The Province is experiencing unprecedented surpluses due to the existing various components of he energy industry in western Canada. These components are all interconnected and include conventional oil and natural gas, heavy oil, bitumen coal, coal bed methane, petro chemicals and renewable sources. The Province should be reinvesting some of these extraordinary energy revenues for the long term transition from a hydrocarbon economy to an economy based on some form of renewable energy (example – a hydrogen based infrastructure). The existing reliance on energy from hydrocarbon sources will disappear in future years since these sources are not renewable. Many years of research and development will be needed to overcome the cost, technology and infrastructure limitations to energy production from renewable resources. We need to focus on innovation and not just research and development. In parallel with innovation in established energy sectors such as oil, gas, oil sands, and coal, there is a need to explore the viability of large-scale “alternate energy” sources – especially those based on renewable resources. Consider work and investment is required in such areas as: – Emerging Fuel Cell Technology, including safe, reliable and economic methods of producing, distributing and storing fuel for the cells. – Use of hydrogen as an energy transport system, including development of environmentally and economically feasible ways of producing hydrogen. – Potential of biomass (renewable agricultural, forest and marine crops, municipal solid waste, waste wood and mill residues) as sources of hydrogen, electricity and bio fuels that can be combusted to produce energy or processed as feedstocks for the petro chemical industry. – New geothermal technologies that involve drilling deep into the earth and tapping natural underground heat sources to, for example, produce steam for oil sands upgrading or for domestic use. Research Material: – Shaping an Integrated Energy Future by Len Dolgen and eddy Isaacs. – A Clean Energy Future by Alberta Energy Research Institute. – Various Government of Ontario websites. – Various Web Quest websites on alternate energy sources, including: wind, energy, geothermal energy, solar energy, and biomass. – Energy/Net, Unlocking Tomorrow’s Energy. – Government of Alberta, Albertans & Climate Change ? Taking Action.
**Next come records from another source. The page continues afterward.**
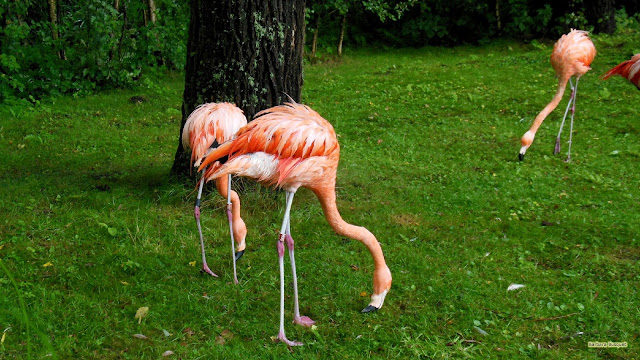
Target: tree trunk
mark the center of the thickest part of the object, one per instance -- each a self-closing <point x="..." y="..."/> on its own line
<point x="498" y="16"/>
<point x="344" y="25"/>
<point x="53" y="15"/>
<point x="601" y="14"/>
<point x="314" y="44"/>
<point x="245" y="52"/>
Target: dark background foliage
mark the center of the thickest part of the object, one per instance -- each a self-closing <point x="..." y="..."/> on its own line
<point x="98" y="44"/>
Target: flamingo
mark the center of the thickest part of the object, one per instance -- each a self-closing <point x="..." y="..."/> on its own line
<point x="628" y="69"/>
<point x="206" y="127"/>
<point x="572" y="54"/>
<point x="292" y="146"/>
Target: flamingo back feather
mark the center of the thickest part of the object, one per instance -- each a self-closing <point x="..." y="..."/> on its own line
<point x="301" y="145"/>
<point x="209" y="123"/>
<point x="572" y="54"/>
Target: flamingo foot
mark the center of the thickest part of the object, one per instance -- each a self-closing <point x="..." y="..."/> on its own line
<point x="239" y="254"/>
<point x="304" y="321"/>
<point x="282" y="338"/>
<point x="206" y="269"/>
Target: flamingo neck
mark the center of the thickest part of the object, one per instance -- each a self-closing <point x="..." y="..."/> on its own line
<point x="327" y="197"/>
<point x="562" y="84"/>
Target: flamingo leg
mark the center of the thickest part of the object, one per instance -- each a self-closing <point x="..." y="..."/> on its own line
<point x="556" y="150"/>
<point x="196" y="213"/>
<point x="573" y="111"/>
<point x="300" y="320"/>
<point x="281" y="336"/>
<point x="230" y="217"/>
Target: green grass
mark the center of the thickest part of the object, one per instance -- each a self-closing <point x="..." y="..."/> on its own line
<point x="429" y="142"/>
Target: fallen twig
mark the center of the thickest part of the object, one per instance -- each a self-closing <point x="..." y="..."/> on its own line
<point x="555" y="317"/>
In July 2007, the Government of Alberta announced the Bio-Energy Producer Credit Program to encourage further investment in the province’s emerging bio-energy industry through financial incentives for producers, while advancing new markets for agricultural and forestry products. The credits will be available to eligible bio-energy products processed in Alberta between April 1, 2007 and March 31, 2011. The Bio-Energy Producer Credit Program is the centrepiece of the Alberta Government’s $239-million Nine-Point Bio-Energy Plan. (Source: www.energy.alberta.ca) On February 1, 2008, the Government of Alberta announced the implementation of a micro-generation regulation. The micro-generation regulation allows Albertans who generate their own electricity to send excess power back into the grid through net metering and also encourages the use of renewable resources.